Натягиваю поводья. Останавливает своего коня и Лукьяныч.
Мне любопытно:
– Ты что же, вовсе не боишься смерти?
– А чего мне ее бояться? – Он беззаботно дергает широченным плечом. – Иль ты мало смертей повидал? Пока терзаешь человека, он орет, корчится. А как испустит дух – успокаивается, делается благ и тих. Знать, ему там лучше, чем здесь.
– И муки не боишься? – спрашиваю я. – Вот если тебя медленным огнем жечь?
Малюта достает из поясного кошеля кресало, разжигает трут. Прикладывает тлеющий конец к своей ладони. Остро пахнет жженым мясом, а Малюта знай улыбается и глядит мне в глаза.
– Брось! Вонько!
Вырываю трут.
Я всегда это знал: я один из всех человеков чувствую боль по-настоящему. Такое мне испытание от Господа. Прочие на пытке и визжат, и бабьим голосом орут, а все притворство. Им бы, как мне, один денек головной болезнью помаяться…
Вот Малюта жжет себя – и не прикидывается, что больно. Тем и ценен, что честен. Пусть поживет пока.
– Обмотай тряпицей, а после покажись немцу Елисею, – говорю я заботливо. – Не то рука загниет, а она мне нужна. Ладно, едем.
Вот они уже – врата моей мирной обители, спасительного моего Острова. Сами распахиваются навстречу.

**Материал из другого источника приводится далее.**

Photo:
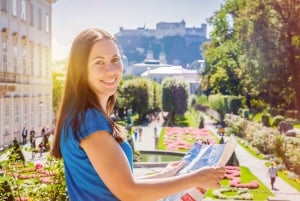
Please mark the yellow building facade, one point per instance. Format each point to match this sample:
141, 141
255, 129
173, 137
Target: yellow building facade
25, 68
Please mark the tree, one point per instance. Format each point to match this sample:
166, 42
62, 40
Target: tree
58, 83
137, 94
174, 97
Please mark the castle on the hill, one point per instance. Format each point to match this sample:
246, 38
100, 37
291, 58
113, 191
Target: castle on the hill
180, 44
165, 29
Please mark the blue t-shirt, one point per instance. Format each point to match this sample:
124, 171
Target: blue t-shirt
83, 182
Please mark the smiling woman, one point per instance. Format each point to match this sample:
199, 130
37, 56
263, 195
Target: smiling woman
98, 160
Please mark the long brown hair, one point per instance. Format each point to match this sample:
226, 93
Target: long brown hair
78, 96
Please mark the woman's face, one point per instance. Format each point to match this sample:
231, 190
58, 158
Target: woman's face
104, 69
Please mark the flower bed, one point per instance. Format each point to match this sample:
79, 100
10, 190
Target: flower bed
183, 137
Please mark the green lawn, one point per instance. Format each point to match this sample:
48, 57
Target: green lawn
261, 193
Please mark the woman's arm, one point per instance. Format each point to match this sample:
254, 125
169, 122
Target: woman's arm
112, 166
169, 171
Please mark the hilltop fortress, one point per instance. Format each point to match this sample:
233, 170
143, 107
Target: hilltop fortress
179, 44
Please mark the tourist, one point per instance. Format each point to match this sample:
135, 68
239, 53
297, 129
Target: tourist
24, 135
98, 160
272, 172
155, 136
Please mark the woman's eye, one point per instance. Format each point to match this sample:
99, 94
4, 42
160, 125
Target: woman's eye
99, 62
115, 60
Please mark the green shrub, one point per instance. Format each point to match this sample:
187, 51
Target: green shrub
277, 119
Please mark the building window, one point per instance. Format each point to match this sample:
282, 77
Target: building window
23, 10
40, 18
14, 7
15, 57
47, 23
3, 5
3, 67
31, 14
6, 117
31, 58
17, 125
40, 58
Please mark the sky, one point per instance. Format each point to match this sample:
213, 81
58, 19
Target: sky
70, 17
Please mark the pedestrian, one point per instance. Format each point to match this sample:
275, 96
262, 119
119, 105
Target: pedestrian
41, 148
155, 137
272, 172
98, 161
32, 135
33, 147
140, 131
135, 134
24, 135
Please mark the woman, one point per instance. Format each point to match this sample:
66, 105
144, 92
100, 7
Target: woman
97, 159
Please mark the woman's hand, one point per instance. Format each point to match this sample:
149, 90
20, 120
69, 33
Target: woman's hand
208, 177
172, 168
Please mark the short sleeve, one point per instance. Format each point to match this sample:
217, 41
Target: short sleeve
94, 121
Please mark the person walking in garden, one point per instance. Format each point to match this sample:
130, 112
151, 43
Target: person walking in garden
98, 160
24, 135
33, 147
155, 136
272, 172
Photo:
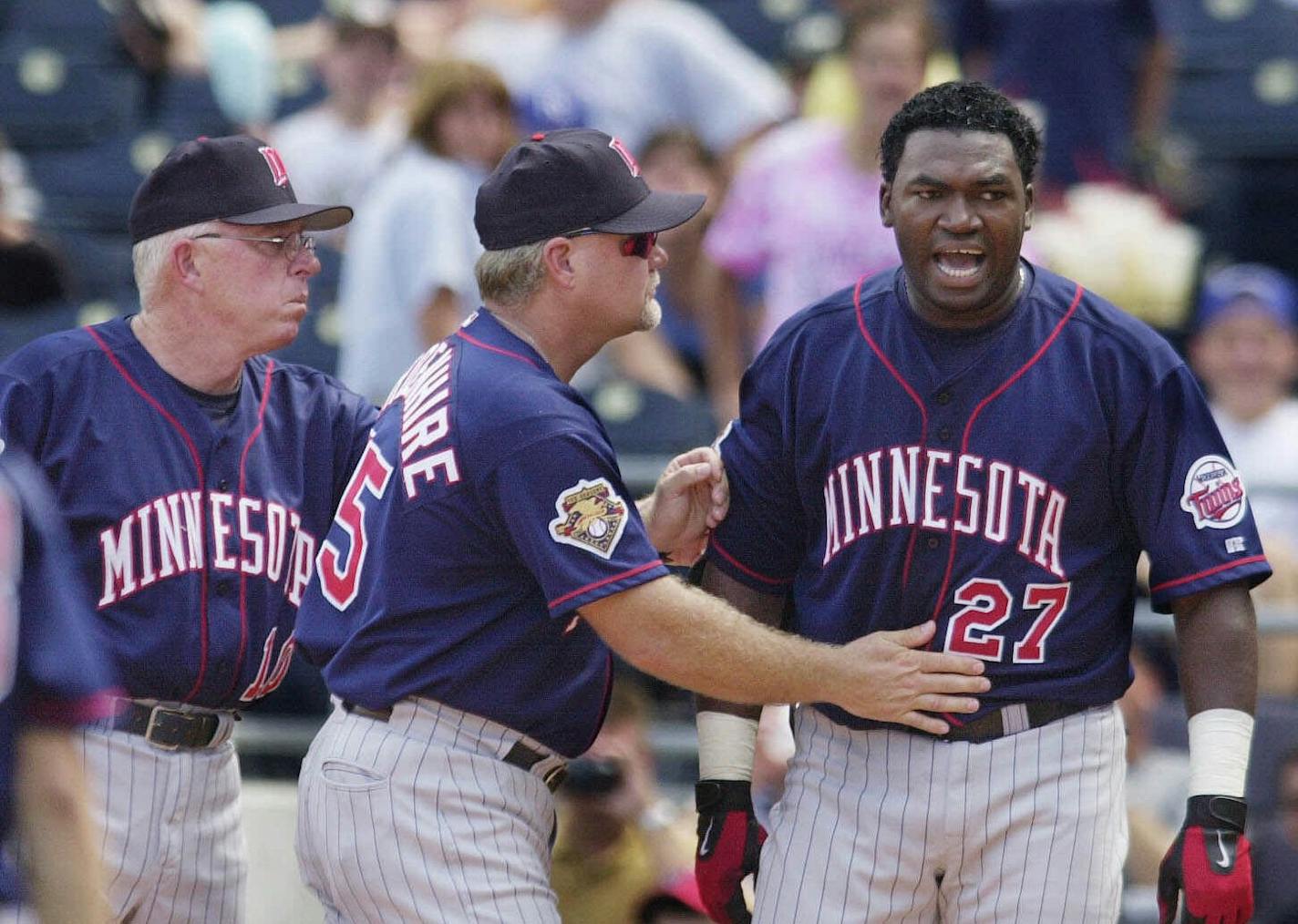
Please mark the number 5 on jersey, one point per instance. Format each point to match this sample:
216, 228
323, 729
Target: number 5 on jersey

О тихом острове меж бурных вод
И за ними открывается широкий двор, залитый багряно-желтым от многая огней сиянием.
Таким же ослепительным озарением явилась ко мне некогда мысль: ради спасения бессмертной души и бренной плоти укрыться от людской злобы и вражьих происков, от московских сонмищ и греховной суеты в некоем тихом месте. А перед тем, ночью, было мне сонное видение.
Будто я – утлый челн средь бурных вод, уязвительный от острых скал, от морских чудищ, от неистовых бурь, и погибель моя неизбежна, но на краю моря-океана разливается утешительный свет, и править надо туда, ибо там Остров, где я обрету успокоение.
Все утро я ломал голову над загадочным сном, а потом вдруг разверзлись очи, и я понял!
Успокоение – там, где покойно. А покойно мне было только в раннем детстве, когда бывал с матушкой вдали от темных и тесных кремлевских переходов, на приволье Александровской слободы. Там еще батюшкой поставлен легкий и веселый летний дворец, а близ него три чудесных храма, где так умилительно возносилась детская невинная душа во время служб и молебствий. Там, там, в Слободе обрету я утраченный рай!
Вот как обустроился мой тихий остров меж бурных вод – то последнее виталище, о коем тосковал пророк Иеремия: «Кто даст мне в пустыне виталище последнее, и оставлю люди моя, и отъиду от них, понеже все любодействуют, соборище преступников».
В нетерпении велел я поскорей окружить Слободу стенами. Триста мужиков работали день и ночь. Ради скорости клали не сплошной камень, а ставили деревянные срубы, засыпали землей, а камнем обложили только снаружи, в один слой. Со стороны поглядеть – грозно, а что внутри прах, о том никто не ведает. Мужиков всех потопили в прудах, чтоб не болтали, и за то окаянство молил я у Господа прощения три слезные ночи, а на четвертую был прощен, ибо не зверства для, не глупой прихотью сгубил триста душ, а ради государственной пользы. Пусть враги страшатся моей твердыни. Все равно истинная ее крепость не в стенах, а в Божием благословении.
Моя слобода поставлена по завету Иезекиилеву, в подобие Граду Господню. Как и там, у меня трое ворот. Северные, мощью подобные Сцилле и Харибде, – для чужих людей: земских бояр и иноземных послов. Южные – повседневные, для своих, опричных и слуг. Восточные всегда заперты, они – для Господня Пришествия, ибо сказано: «Сия врата заключенна будут не отверзнутся, и никто же пройдет ими, яко Господь Бог Израилев внидет ими». А на закате ворот нет вовсе, ибо в великий невечерний день, когда приидет Господь, солнце не угаснет, и заката не будет.